Incidents such as what happened in Singur and Nandigram have catapulted the issue of SEZs to the forefront. What exactly is the price we’re paying for development? Who is there to champion the cause of the farmers? In a democratic country as ours, can the state afford to turn a blind eye to the needs of certain sections of society?
Six months ago, five artists—Tushar Joag, Justin Ponmany,
Prajakta Potnis, Sharmila Samant and Uday Shanbhag—formed a fact-finding committee and extensively toured the SEZs in Raigad district and the Uttan-Gorai belt, also called the Dharavi Island, to find the facts behind the fiction.
They will present their findings in the form of documentaries and interactive sessions, under the title of SEZ Who?, at the Experimenter Gallery in Kolkata from June 21 to July 25. The highlight of the project will be a live feed from Gorai where visitors can ask questions and directly interact with activists and policymakers in the field of SEZ development in Gorai.
Samant says that she took up the issue of SEZs because it is something she has been concerned with since 2006.
“I wanted to explore the changing patterns of the use of land and the dire impossibility of survival for small farmers,” she says. Fittingly, the group has selected a scarecrow as its logo for the project as it is a scarecrow that scares away the birds from the crops and protects the farmers’ interest.
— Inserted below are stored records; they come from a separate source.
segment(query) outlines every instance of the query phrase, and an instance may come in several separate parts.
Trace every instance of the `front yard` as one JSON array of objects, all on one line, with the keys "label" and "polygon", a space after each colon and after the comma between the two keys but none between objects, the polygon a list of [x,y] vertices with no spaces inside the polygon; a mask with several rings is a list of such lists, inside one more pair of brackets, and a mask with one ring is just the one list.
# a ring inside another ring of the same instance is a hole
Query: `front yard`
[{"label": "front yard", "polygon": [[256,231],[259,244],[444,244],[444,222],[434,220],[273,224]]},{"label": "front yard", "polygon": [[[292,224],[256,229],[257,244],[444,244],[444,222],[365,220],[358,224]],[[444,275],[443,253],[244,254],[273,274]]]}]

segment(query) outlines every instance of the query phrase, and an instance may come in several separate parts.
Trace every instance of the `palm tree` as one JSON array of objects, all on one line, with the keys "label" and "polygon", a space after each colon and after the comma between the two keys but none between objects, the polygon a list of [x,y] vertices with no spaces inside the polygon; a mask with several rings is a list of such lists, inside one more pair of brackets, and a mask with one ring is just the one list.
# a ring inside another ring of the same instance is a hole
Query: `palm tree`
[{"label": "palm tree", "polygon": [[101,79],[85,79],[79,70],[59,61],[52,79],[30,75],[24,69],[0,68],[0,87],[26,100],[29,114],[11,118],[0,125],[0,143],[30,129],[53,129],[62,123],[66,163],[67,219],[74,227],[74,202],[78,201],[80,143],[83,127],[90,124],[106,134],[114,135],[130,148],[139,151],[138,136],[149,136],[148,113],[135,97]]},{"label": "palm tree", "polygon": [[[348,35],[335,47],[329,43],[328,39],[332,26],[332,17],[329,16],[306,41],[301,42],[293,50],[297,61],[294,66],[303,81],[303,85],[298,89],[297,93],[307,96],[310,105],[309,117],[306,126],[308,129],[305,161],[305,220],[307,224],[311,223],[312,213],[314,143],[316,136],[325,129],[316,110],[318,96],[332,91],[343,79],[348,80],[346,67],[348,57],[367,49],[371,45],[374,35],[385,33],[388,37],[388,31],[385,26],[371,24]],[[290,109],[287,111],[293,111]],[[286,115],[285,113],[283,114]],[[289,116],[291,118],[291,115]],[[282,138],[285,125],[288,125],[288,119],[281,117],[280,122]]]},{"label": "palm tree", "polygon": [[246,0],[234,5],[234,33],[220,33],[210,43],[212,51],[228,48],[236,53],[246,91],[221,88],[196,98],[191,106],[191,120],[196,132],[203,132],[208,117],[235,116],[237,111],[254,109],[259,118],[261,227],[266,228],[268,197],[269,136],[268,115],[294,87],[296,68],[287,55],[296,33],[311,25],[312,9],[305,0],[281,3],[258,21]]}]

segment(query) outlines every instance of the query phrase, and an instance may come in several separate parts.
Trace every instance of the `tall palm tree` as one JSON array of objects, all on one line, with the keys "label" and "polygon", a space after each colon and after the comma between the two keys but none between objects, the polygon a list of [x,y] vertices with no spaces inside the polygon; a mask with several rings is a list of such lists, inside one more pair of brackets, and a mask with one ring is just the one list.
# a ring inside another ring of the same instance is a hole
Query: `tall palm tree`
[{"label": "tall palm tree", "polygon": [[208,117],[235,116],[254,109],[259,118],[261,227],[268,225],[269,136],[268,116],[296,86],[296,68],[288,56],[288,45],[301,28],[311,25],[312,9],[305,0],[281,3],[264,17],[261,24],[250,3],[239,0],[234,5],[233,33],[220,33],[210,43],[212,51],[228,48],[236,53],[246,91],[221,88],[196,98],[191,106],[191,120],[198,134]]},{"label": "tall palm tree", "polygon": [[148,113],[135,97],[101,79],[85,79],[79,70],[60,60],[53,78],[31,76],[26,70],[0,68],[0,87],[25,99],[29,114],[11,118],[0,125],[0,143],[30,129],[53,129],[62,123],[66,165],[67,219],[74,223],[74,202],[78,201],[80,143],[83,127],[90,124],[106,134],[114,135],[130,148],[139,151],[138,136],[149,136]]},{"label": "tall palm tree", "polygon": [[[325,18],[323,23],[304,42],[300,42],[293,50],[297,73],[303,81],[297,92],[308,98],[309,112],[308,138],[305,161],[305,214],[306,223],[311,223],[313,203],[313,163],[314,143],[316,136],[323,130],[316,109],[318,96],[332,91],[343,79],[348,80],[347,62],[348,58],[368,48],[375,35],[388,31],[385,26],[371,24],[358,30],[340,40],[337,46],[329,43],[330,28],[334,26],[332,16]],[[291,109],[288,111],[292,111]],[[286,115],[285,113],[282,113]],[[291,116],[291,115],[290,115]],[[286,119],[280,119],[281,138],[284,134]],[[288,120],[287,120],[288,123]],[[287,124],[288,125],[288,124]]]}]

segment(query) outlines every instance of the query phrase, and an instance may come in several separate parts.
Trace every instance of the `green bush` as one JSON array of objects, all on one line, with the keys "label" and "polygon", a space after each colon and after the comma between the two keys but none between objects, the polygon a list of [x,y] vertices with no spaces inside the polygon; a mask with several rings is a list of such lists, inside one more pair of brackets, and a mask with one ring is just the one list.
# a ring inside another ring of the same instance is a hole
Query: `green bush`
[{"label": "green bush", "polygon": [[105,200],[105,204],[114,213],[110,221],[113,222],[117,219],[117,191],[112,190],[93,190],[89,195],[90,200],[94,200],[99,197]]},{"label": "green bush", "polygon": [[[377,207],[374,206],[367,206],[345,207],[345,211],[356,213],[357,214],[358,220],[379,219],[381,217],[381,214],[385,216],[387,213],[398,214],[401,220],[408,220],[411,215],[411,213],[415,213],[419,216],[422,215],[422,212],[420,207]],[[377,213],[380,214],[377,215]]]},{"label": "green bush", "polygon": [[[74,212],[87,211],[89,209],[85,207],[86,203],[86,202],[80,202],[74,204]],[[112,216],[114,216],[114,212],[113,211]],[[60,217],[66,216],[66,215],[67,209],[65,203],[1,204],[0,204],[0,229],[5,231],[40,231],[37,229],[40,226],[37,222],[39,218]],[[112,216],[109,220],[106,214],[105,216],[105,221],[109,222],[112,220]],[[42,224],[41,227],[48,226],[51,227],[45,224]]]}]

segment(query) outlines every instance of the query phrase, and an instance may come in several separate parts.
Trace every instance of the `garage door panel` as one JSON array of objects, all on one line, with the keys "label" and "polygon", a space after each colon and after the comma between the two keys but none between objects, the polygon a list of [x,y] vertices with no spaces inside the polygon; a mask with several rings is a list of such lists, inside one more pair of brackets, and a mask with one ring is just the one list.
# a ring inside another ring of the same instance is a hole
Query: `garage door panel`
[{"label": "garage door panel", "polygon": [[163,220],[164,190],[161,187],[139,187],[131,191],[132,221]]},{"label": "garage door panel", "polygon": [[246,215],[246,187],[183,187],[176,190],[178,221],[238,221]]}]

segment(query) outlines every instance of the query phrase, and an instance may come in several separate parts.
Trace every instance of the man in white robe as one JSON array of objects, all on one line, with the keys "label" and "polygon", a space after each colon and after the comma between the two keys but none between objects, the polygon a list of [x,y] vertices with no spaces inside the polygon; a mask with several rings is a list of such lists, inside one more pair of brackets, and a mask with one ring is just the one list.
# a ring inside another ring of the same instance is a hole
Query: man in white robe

Samant says that their visits to the sites of the SEZs only confirmed some of their suspicions. “We discovered the complete apathy of the state towards its citizens, the greed of politicians and industrialists and the false projection of statistics to baffle the urban middle class to garner their support.” The silver lining, however, she says is “taking solace in peoples’ movements, and the strength of unified resistance”.